On this page
Three Gates and an Audit Log: HITL for an Agent Harness
The first version of an agent workflow usually has one safety rule: ask before
doing something risky.
That rule is better than nothing, but it does not scale. “Risky” is vague. The agent may not recognize the risky surface. The human may approve one thing while the actual staged diff has become another thing. A later session may inherit the rule but not the reason behind it. Eventually the system relies on taste, memory, and a few scary comments in configuration files.
3B treats governance as architecture.
It uses three gates: one for concurrency, one for pre-mutation human review, and one for periodic audit review. The gates are not the same kind of mechanism, and that is the point. Each owns a different failure mode.
Gate A: do not clobber live handoff state
Gate A is the concurrency gate.
It is not about whether a change is philosophically risky. It is about whether a
parallel session is already writing the small set of files that coordinate work: progress.md, todos.md, the buffer, and generated status surfaces.
Before a task moves into branch/worktree setup, the task flow checks dirty
handoff paths and acquires a lock on the task’s progress.md.

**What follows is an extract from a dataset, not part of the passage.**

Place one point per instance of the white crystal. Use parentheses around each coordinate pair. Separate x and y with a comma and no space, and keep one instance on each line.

Before an agent
edits the same class of handoff document, it must hold the corresponding lock.
If the lock is already held, the edit stops.
This solves a narrow but painful problem. It prevents two sessions from both rewriting the resume point, both marking the checklist, or both deciding that a task is ready for the next phase.
Gate A is deliberately mechanical. It does not ask whether the content is wise. It asks whether this session is allowed to mutate shared state right now.
Gate B: explain before changing the control plane
Gate B is the human-in-the-loop mutation gate.
It fires on layer-changing surfaces: rules, skills, agent personas, prompts, ADRs, selected JSON policy stores, and related control-plane files. These are not ordinary documentation pages. They change how future agents behave.
Gate B requires an explain-before-act payload for non-trivial mutations. The payload names the intent, affected files, alternatives considered, and risk fields. The stop gate depends on the mutation type. Some edits are AUTO: warn-and-proceed. Some require CONFIRM. Higher-blast edits require DOUBLE_CONFIRM, which means the human sees the intent and then sees the diff preview before the second approval.
That distinction matters. A typo fix should not cost the same ceremony as a universal rule edit. But a rule that changes all three agent runtimes should not be treated like a typo just because it is Markdown.
The contract also has a doc-only carveout. Small prose-only markdown changes can provisionally bypass the full gate, but the staged diff is rechecked before commit. If the actual diff touches routing fields, exceeds size thresholds, or includes non-markdown files, it escalates.
This prevents a common governance failure: the agent says “just docs,” then the final staged tree says something else.
The sidecar ties approval to the staged tree
Gate B does not rely only on a chat message.
The chosen ADR-031 design writes a structured sidecar:
.agents/gate-b/explain-<staged-tree-hash>.yaml The hash binding is the important part. The approval payload is associated with the staged tree that will be committed, after formatting and restaging have happened. That is why the pre-commit validator runs after lint-staged: the final check needs to validate the final staged content, not an earlier version.
This is a small but serious boundary. Human approval is not just “the user said yes somewhere in the conversation.” It is approval of a described mutation against a specific staged tree.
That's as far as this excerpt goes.